What we already have are programs that think better (deeper, faster,
more imaginatively--whatever that means) in certain narrow domains.
One of those is the far from negligible domain of molecular biology.
Such programs cannot get themselves to the airport, or enjoy
strawberries, but they really don't need to, do they? Contemporary
molecular biology would be unthinkable (ahem) without such programs.

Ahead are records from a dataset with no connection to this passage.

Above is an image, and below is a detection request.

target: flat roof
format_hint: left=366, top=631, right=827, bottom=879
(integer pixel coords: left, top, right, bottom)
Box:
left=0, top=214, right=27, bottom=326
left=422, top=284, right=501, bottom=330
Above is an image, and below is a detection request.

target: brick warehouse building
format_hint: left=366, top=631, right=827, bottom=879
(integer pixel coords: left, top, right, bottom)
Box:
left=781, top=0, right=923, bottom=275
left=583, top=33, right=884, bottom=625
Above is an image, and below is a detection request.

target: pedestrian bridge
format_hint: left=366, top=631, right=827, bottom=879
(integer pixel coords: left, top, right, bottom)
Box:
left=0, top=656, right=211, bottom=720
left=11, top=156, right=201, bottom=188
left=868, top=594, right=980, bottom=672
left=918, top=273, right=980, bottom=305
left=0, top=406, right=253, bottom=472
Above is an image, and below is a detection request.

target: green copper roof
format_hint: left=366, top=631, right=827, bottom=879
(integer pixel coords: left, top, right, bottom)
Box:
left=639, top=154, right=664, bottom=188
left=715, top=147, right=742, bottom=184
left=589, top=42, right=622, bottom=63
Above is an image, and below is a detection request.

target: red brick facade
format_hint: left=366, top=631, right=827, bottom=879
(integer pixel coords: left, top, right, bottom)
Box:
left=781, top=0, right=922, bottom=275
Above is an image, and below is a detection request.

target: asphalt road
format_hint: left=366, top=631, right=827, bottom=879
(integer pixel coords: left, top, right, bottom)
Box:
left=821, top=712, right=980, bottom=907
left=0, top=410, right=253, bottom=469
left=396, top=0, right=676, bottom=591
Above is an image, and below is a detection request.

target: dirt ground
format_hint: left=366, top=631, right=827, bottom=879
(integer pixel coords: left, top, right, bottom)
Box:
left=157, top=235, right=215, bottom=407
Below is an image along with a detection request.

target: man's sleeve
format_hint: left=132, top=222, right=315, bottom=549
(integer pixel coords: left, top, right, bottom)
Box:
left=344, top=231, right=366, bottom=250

Likewise, chess is now something machines do better than humans, and
Kasparov, at least, says he is learning a great deal from how
programs play chess.
Some confusion has arisen because historically, the field of
artificial intelligence both tried to model human thought, and tried
to solve certain problems by hook or by crook (without reference to
how humans do it). They were two distinct efforts. Cognitive
psychologists were grateful to have in the computer a laboratory
instrument that would allow them to move beyond rats running mazes
(yes, folks, this is where cognitive psychology was in the 1950s).
People interested in solving problems that humans are inept at
solving were glad to have a machine that could process symbols.
I'm just now reading Eric Kandel's graceful memoir, "In Search of
Memory." Kandel, a Nobel laureate and biologist, has devoted his
life to understanding human memory, which he believes is one of the
great puzzles whose solution would lead directly to understanding
human thought. He hasn't the least doubt that these seemingly
intractable problems will someday be cracked. I don't either. And
we won't go crazy doing it.
Pamela McCorduck
On Jul 21, 2006, at 11:23 AM, James Steiner wrote:
> I suspect that we won't ever get a real thinking machine by
> deliberately trying to model thought. I suspect that the approach that
> will ultimately work is one of two: One: a "sufficiently complex"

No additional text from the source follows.